Got to hand it to Labour, they have no shortage of guts! The capital gains tax was supposed to be electoral suicide, but in fact Labour’s policy was almost universally well received (except by the incoherent Nats). Confronting the huge “untouchable” issue of the approaching superannuation crisis is also supposed to be electoral suicide, but Labour have taken it on, see Eddie’s excellent post this morning. Now if Labour get serious about peak oil and climate change they’ll be the first major political party in this country in living memory to be planning realistically for the future. What an amazing thing that would be.
Another brave move by Labour is the decision to focus their campaign on policies and issues, rather than the usual cult of the leader. I think it’s useful to gauge current reactions in the context of what has been said in the past. So here’s a random sample of opinions on “presidential style” campaigns, as reported in The Herald over the years.
Allan Peachy (2002): “National missed the opportunity to make education an issue. The presidential style of the election meant that the real issues were not examined sufficiently and I think the party vote reflected that.”
Austin Mitchell (2002): The election campaign concentrated too much on the main leaders and not enough on issues and policies, visiting British MP Austin Mitchell said today.
Various (2002):Jenni Raynish, public relations consultant, says … “I’d use all of them in different ways and move away from the traditional leadership head-to-head positioning. …
Marco Marinkovich, creative director of advertising agency Creativebank, says … “He needs to bring those people forward. They need to put the National brand ahead of Bill English the leader.” Mr Marinkovich thinks promoting Mary English smacks of a presidential style that New Zealanders mock …

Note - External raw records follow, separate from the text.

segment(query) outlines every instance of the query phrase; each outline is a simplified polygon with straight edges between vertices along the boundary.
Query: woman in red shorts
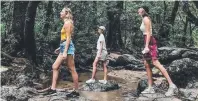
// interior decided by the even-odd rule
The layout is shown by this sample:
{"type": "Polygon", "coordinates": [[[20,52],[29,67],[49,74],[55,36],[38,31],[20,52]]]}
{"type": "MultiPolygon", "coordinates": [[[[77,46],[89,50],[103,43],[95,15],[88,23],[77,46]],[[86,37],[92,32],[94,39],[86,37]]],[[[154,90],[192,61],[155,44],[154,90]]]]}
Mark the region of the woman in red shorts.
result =
{"type": "Polygon", "coordinates": [[[170,76],[168,75],[168,72],[166,69],[161,65],[161,63],[157,59],[157,44],[155,38],[152,36],[152,24],[151,24],[151,18],[148,15],[149,9],[146,6],[143,6],[138,9],[138,14],[142,17],[142,24],[140,26],[140,30],[143,32],[144,35],[144,50],[143,53],[143,59],[144,59],[144,65],[146,68],[146,72],[148,75],[148,88],[146,88],[141,93],[155,93],[152,84],[152,72],[151,68],[149,66],[148,60],[152,60],[152,63],[155,67],[157,67],[162,74],[165,76],[169,83],[169,89],[165,93],[166,96],[172,96],[175,94],[176,91],[178,91],[176,85],[172,82],[170,76]]]}

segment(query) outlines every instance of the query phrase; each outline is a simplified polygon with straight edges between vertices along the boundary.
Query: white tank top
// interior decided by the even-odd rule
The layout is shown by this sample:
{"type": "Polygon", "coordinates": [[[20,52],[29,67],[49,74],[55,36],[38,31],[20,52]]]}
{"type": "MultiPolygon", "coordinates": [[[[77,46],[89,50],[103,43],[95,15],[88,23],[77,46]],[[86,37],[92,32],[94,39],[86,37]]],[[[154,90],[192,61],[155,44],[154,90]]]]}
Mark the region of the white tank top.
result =
{"type": "MultiPolygon", "coordinates": [[[[140,26],[140,30],[142,31],[143,35],[145,35],[145,24],[144,24],[143,20],[142,20],[142,24],[140,26]]],[[[151,25],[151,28],[150,28],[150,33],[152,35],[152,25],[151,25]]]]}

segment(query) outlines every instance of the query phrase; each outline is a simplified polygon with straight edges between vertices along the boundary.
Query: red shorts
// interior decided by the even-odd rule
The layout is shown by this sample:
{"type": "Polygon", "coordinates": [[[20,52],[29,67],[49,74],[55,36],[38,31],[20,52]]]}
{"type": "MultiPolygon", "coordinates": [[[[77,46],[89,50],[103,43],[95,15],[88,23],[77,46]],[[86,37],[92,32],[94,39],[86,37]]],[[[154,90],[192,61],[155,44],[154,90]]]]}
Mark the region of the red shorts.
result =
{"type": "MultiPolygon", "coordinates": [[[[144,44],[146,44],[146,35],[144,35],[144,44]]],[[[157,60],[158,52],[157,52],[157,42],[153,36],[151,36],[149,43],[149,52],[143,55],[144,60],[157,60]]]]}

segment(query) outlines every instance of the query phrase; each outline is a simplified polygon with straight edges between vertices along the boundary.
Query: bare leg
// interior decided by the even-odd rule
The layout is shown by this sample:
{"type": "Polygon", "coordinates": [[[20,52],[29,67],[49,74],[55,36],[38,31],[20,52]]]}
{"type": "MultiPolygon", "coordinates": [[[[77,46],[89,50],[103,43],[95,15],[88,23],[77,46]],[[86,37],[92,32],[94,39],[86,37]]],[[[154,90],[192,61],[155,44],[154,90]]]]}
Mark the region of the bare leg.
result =
{"type": "Polygon", "coordinates": [[[169,85],[170,84],[173,84],[170,76],[168,75],[168,72],[166,71],[166,69],[161,65],[161,63],[158,60],[153,60],[153,65],[155,67],[157,67],[162,72],[162,74],[164,75],[164,77],[167,79],[169,85]]]}
{"type": "Polygon", "coordinates": [[[107,80],[107,61],[103,61],[103,68],[104,68],[104,80],[107,80]]]}
{"type": "Polygon", "coordinates": [[[96,57],[93,62],[92,79],[95,79],[97,63],[98,63],[98,57],[96,57]]]}
{"type": "Polygon", "coordinates": [[[74,88],[75,88],[75,90],[78,90],[78,74],[76,72],[74,58],[72,55],[67,55],[67,65],[68,65],[68,68],[72,74],[74,88]]]}
{"type": "Polygon", "coordinates": [[[147,76],[148,76],[148,86],[149,87],[152,87],[152,85],[153,85],[153,79],[152,79],[151,68],[149,66],[149,63],[146,60],[144,60],[144,65],[145,65],[147,76]]]}
{"type": "Polygon", "coordinates": [[[51,85],[51,89],[56,89],[56,83],[57,83],[57,79],[58,79],[58,74],[59,74],[59,67],[62,63],[62,55],[59,54],[56,61],[54,62],[54,64],[52,65],[52,69],[53,69],[53,78],[52,78],[52,85],[51,85]]]}

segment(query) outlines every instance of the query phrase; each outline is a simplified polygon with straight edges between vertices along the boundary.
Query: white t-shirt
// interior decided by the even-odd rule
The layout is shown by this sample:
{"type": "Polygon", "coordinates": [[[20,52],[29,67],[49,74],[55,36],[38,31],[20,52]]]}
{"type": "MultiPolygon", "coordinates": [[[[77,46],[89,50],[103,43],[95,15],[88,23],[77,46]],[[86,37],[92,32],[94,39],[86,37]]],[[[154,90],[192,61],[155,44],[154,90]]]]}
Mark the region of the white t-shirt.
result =
{"type": "Polygon", "coordinates": [[[98,49],[98,50],[100,49],[100,42],[103,42],[103,47],[102,47],[102,49],[103,49],[103,50],[106,50],[106,42],[105,42],[105,38],[104,38],[104,35],[103,35],[103,34],[100,34],[99,39],[98,39],[98,41],[97,41],[97,49],[98,49]]]}

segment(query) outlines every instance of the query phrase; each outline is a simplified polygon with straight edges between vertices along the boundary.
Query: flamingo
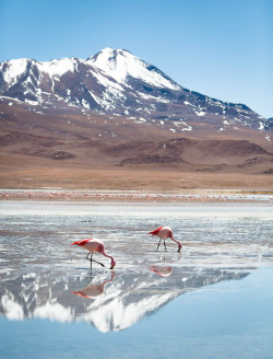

John Roughan (2005): It has become ritual at general elections to rue the “presidential style” of modern politics. Everyone from party tacticians to the last punter will pronounce their regret that the campaign has been concentrated on the party leaders and strayed at times into the realm of – heaven forbid – “personalities”. … Meanwhile, in newsrooms editors resolve to broaden the focus this time.
Garth George (2008): And it’s all about freedom from presidential-style politics. We want – nay, need – to be rid of a dictatorial leader so that consensus politics again has a chance to flourish.
In general there’s an acknowledgement that “presidential style” campaigns are undesirable. And when National didn’t push Don Brash too hard in 2005 the reception was mildly positive:
Editorial (2005) The Labour Party, its eyes on a third term, is putting the emphasis on presidential-style campaigning. In contrast, National will stress the strength of its team.
So what’s the reception now that Labour has once again broken the mould and chosen very clearly to focus on policy? Claire Trevett and Duncan Garner seem neutral and stick to the facts, as does RNZ. Bryce Edwards rounds up a lot of commentary, and comments that “it’s a positive step forward (albeit only a tiny one) in the need for robust and meaningful election debate”. Only John Armstrong, sounding shrill and very much out of step with history, tries his best to spin this as somehow damaging for Labour.
In short then, I think this is another bold (and also realistic!) move by Labour. As a country we’ve been saying for a long time that elections should be about policies and not personalities. Now we’ve got a chance to try it. If the media is up to the challenge, of course.